Noi siamo abituati a pensare al grido come a qualcosa di scomposto, da reprimere. Il Vangelo conferisce al nostro grido un valore immenso, ricordandoci che può essere invocazione, protesta, desiderio, consegna. Addirittura, può essere la forma estrema della preghiera, quando non ci restano più parole. In quel grido, Gesù ha messo tutto ciò che gli restava: tutto il suo amore, tutta la sua speranza.

Sì, perché anche questo c’è, nel gridare: una speranza che non si rassegna. Si grida quando si crede che qualcuno possa ancora ascoltare. Si grida non per disperazione, ma per desiderio. Gesù non ha gridato contro il Padre, ma verso di Lui. Anche nel silenzio, era convinto che il Padre era lì. E così ci ha mostrato che la nostra speranza può gridare, persino quando tutto sembra perduto.

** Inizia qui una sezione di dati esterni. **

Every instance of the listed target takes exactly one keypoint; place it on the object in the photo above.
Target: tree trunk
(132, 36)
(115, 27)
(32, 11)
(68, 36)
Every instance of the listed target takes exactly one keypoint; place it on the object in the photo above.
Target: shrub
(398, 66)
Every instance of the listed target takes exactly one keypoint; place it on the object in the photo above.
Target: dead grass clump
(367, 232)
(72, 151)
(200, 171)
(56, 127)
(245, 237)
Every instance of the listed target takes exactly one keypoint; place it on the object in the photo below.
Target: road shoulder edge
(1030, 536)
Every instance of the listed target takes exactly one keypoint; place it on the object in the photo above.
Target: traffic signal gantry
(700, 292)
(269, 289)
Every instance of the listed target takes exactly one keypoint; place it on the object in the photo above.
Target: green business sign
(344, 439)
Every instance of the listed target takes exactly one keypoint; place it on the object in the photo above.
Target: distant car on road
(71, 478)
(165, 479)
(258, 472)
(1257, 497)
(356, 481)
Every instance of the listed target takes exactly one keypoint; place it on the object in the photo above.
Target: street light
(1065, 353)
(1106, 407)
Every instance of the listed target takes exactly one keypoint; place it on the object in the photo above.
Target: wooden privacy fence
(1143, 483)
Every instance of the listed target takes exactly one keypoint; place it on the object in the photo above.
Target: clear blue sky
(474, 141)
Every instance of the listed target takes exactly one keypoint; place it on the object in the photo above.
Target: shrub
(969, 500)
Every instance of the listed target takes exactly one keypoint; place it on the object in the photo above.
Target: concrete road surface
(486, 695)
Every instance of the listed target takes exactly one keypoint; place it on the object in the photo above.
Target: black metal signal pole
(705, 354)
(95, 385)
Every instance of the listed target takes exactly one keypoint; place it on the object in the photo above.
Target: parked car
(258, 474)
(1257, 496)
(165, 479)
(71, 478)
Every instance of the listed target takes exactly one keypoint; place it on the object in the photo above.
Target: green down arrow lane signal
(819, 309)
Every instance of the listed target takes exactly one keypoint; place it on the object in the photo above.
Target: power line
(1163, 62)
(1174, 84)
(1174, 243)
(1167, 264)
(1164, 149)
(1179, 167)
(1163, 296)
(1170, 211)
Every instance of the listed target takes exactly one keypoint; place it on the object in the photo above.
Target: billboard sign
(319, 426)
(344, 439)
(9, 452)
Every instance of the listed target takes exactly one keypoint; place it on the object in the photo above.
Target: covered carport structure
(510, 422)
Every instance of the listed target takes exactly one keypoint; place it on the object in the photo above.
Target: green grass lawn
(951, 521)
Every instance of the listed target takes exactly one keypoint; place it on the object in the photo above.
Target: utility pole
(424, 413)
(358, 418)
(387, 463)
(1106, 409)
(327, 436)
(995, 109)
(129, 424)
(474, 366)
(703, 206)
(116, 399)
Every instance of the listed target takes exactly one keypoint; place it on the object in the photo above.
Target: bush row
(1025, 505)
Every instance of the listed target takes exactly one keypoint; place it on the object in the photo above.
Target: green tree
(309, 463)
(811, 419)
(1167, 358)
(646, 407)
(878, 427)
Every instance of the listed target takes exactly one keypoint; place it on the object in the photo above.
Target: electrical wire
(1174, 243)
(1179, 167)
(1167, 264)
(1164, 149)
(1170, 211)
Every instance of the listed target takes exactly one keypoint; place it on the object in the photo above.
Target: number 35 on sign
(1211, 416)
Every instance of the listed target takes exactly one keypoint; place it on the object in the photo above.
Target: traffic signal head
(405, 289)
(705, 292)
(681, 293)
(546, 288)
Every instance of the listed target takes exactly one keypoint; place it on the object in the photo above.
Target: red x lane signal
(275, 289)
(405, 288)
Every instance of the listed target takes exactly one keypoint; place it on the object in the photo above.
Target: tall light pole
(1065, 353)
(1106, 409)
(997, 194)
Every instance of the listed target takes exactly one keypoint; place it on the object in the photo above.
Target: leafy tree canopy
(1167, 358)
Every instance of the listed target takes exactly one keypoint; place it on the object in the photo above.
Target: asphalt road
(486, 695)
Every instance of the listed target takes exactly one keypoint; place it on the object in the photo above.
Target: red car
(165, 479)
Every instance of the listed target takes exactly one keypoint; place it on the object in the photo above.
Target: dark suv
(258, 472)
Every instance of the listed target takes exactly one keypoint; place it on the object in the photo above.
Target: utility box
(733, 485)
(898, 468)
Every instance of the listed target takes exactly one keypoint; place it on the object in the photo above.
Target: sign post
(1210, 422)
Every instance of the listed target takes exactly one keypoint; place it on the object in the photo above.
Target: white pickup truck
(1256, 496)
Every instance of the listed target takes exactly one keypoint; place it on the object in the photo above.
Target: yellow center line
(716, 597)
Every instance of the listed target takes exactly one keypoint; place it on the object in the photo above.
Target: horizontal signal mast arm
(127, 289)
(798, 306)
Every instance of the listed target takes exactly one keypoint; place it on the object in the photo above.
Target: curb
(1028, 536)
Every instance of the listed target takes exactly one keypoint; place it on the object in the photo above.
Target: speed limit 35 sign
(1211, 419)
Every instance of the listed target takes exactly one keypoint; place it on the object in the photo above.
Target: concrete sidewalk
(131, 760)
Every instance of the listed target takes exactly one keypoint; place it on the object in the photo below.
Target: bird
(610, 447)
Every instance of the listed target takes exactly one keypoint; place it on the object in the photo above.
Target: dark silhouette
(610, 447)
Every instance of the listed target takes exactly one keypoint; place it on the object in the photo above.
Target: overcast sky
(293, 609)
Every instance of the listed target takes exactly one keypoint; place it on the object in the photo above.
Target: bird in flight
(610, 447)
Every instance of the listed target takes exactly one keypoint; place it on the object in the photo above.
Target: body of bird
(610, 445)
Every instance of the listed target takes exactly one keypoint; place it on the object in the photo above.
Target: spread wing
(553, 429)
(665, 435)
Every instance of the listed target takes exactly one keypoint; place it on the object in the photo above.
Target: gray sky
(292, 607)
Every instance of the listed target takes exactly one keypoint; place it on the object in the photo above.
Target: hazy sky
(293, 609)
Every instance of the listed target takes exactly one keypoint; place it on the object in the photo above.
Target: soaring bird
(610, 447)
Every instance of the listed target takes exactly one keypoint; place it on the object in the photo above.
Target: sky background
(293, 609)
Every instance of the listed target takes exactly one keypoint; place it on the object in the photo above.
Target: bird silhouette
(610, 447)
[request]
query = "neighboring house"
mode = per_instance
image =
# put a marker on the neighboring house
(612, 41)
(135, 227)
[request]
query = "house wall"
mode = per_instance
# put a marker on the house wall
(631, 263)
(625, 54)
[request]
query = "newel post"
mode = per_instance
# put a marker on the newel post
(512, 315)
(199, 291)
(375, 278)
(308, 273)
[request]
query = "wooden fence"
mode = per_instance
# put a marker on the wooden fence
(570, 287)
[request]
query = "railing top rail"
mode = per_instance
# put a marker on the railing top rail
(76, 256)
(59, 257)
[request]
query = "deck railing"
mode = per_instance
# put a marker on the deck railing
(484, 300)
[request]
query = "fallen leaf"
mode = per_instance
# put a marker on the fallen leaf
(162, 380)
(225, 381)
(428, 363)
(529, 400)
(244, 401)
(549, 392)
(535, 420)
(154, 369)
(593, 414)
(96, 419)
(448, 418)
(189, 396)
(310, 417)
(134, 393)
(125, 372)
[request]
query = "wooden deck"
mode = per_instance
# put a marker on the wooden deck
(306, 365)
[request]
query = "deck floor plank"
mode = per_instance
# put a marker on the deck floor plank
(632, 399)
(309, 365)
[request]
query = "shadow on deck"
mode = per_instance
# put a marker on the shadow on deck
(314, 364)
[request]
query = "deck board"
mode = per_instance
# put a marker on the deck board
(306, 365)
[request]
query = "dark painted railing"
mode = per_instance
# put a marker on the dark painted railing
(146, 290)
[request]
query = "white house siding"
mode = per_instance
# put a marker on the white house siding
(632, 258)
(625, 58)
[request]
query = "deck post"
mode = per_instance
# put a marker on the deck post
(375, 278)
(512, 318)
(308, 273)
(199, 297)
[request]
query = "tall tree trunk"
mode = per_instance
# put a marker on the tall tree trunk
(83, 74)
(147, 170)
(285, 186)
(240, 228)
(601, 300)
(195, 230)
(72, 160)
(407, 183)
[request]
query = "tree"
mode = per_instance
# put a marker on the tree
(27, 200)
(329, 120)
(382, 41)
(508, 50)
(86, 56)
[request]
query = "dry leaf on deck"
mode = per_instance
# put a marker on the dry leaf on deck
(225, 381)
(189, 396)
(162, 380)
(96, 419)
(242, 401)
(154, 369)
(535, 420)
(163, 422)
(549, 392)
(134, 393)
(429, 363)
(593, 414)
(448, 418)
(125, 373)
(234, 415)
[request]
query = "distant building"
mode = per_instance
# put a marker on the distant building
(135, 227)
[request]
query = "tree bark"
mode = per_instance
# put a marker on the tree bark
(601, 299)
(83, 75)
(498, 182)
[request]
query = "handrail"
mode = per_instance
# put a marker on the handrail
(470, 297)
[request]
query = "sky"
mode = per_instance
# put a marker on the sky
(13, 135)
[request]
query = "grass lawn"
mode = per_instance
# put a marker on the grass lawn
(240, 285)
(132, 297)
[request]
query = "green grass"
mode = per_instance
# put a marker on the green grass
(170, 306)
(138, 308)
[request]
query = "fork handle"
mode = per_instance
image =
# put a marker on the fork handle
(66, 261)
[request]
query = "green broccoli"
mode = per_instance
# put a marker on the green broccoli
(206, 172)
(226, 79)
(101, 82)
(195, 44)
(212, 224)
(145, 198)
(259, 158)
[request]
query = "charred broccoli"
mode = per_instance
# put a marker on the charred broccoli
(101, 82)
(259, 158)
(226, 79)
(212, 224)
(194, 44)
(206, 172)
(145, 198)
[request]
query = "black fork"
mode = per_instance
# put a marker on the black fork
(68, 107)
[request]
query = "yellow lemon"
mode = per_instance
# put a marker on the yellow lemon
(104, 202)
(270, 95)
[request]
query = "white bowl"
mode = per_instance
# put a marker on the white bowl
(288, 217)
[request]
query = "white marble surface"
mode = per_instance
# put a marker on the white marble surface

Gridare diventa allora un gesto spirituale. Non è solo il primo atto della nostra nascita – quando veniamo al mondo piangendo –: è anche un modo per restare vivi. Si grida quando si soffre, ma pure quando si ama, si chiama, si invoca. Gridare è dire che ci siamo, che non vogliamo spegnerci nel silenzio, che abbiamo ancora qualcosa da offrire.

Nel viaggio della vita, ci sono momenti in cui trattenere tutto dentro può consumarci lentamente. Gesù ci insegna a non avere paura del grido, purché sia sincero, umile, orientato al Padre. Un grido non è mai inutile, se nasce dall’amore. E non è mai ignorato, se è consegnato a Dio. È una via per non cedere al cinismo, per continuare a credere che un altro mondo è possibile.

Cari fratelli e sorelle, impariamo anche questo dal Signore Gesù: impariamo il grido della speranza quando giunge l’ora della prova estrema. Non per ferire, ma per affidarci. Non per urlare contro qualcuno, ma per aprire il cuore. Se il nostro grido sarà vero, potrà essere la soglia di una nuova luce, di una nuova nascita. Come per Gesù: quando tutto sembrava finito, in realtà la salvezza stava per iniziare. Se manifestata con la fiducia e la libertà dei figli di Dio, la voce sofferta della nostra umanità, unita alla voce di Cristo, può diventare sorgente di speranza per noi e per chi ci sta accanto.